La inversión extranjera directa (IED) a nivel mundial registró un aumento del 14 por ciento durante 2025, de acuerdo con estimaciones recientes de organismos internacionales, este crecimiento refleja una recuperación en los flujos de capital a pesar de los desafíos económicos globales, impulsados por la búsqueda de mercados más estables y oportunidades de expansión.

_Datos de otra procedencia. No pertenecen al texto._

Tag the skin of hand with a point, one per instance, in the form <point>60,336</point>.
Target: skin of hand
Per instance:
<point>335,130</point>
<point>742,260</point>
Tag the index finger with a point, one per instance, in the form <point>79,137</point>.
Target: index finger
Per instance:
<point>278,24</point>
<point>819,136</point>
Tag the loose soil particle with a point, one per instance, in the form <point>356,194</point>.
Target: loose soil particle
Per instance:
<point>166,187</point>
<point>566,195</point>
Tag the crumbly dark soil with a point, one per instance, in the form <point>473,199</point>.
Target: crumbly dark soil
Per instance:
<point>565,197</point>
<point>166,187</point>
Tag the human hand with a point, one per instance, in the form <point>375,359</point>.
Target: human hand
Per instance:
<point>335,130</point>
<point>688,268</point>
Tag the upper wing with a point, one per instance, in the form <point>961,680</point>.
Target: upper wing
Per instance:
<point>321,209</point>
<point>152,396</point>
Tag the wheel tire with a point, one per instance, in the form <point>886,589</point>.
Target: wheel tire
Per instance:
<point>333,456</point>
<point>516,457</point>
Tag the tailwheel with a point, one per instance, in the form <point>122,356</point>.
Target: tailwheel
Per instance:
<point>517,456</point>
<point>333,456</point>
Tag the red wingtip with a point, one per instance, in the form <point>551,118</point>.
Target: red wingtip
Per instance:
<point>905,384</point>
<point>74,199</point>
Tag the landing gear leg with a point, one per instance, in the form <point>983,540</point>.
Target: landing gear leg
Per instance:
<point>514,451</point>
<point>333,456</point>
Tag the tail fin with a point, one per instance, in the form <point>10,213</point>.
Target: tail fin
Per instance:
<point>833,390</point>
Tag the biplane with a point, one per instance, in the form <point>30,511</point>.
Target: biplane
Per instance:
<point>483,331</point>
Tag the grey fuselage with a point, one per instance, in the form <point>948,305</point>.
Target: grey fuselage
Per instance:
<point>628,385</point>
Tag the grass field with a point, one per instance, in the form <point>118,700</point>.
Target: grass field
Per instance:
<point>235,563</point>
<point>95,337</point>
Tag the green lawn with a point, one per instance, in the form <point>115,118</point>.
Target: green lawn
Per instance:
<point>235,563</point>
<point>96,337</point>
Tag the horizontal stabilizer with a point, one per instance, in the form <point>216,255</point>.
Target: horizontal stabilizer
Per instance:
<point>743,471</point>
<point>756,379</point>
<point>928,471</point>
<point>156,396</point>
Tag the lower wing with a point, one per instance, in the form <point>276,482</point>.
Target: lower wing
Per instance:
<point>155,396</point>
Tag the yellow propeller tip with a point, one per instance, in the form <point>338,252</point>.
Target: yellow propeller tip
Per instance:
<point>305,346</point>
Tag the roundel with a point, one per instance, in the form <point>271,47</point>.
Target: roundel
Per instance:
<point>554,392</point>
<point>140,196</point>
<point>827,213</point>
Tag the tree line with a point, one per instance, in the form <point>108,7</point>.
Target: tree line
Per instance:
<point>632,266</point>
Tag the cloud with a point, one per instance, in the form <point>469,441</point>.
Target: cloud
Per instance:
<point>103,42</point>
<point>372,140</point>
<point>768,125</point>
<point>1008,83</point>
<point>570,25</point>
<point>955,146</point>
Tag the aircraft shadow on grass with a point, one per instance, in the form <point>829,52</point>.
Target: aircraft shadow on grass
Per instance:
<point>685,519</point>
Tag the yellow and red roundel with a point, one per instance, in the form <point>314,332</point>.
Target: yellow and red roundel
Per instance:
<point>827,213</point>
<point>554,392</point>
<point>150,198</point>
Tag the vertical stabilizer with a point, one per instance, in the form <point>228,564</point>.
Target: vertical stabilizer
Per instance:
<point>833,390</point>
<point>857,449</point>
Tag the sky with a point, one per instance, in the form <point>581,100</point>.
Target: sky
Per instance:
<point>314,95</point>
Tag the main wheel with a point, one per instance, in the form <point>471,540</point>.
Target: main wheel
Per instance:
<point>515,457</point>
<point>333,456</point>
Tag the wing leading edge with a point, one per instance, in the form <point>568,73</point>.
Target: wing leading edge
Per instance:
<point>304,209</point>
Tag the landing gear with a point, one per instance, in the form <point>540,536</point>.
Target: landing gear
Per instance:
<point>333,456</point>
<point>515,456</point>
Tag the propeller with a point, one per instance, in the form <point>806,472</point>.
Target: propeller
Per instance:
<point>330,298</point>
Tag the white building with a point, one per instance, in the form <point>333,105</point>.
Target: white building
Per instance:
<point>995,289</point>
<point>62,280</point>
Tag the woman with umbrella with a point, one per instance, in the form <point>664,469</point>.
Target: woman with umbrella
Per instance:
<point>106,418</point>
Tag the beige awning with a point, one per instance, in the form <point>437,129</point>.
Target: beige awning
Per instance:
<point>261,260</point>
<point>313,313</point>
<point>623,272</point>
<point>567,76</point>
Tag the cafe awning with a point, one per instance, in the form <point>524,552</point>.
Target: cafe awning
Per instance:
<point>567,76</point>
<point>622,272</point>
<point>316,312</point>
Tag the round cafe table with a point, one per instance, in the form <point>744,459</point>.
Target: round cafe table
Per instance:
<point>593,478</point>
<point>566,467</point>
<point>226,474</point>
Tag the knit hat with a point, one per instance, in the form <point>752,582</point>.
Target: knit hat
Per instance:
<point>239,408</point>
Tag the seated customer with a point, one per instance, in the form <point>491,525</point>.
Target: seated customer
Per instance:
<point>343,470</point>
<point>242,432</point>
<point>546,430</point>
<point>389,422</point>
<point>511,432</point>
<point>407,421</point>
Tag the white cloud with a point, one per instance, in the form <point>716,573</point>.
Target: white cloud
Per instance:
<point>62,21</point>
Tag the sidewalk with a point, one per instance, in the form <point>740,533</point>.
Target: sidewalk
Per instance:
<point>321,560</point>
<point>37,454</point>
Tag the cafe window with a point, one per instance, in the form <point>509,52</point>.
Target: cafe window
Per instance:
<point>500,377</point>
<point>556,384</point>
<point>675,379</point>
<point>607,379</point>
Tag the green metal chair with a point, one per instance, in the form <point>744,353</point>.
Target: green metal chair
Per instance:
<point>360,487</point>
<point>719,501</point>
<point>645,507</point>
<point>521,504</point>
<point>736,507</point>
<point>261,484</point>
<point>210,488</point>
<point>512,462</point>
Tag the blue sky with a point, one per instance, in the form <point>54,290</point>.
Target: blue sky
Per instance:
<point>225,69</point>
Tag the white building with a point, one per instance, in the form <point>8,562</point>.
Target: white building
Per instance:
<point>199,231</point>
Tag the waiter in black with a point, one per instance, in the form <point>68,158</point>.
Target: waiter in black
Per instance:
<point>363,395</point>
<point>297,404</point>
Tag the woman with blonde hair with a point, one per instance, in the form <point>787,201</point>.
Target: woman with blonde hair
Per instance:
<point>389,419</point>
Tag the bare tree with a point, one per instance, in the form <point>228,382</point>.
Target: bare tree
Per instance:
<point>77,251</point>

Especialistas señalan que este incremento se dio gracias a un mayor interés de empresas por establecer operaciones en regiones con condiciones favorables para la producción, la innovación y el acceso a mercados amplios, lo que contribuyó a dinamizar sectores como manufactura, tecnologías y servicios.
El reporte también sugiere que, aunque persisten riesgos asociados a la inflación, tensiones geopolíticas y cambios en las políticas fiscales de algunos países, la percepción de estabilidad en ciertas economías emergentes y desarrolladas atrajo mayores inversiones durante el año pasado.
Analistas coinciden en que este panorama positivo puede tener efectos en el crecimiento económico de diversas naciones, al traducirse en generación de empleo, transferencia de tecnología y fortalecimiento de la actividad productiva, siempre y cuando los países receptores mantengan marcos regulatorios atractivos y políticas que incentiven la llegada de capitales.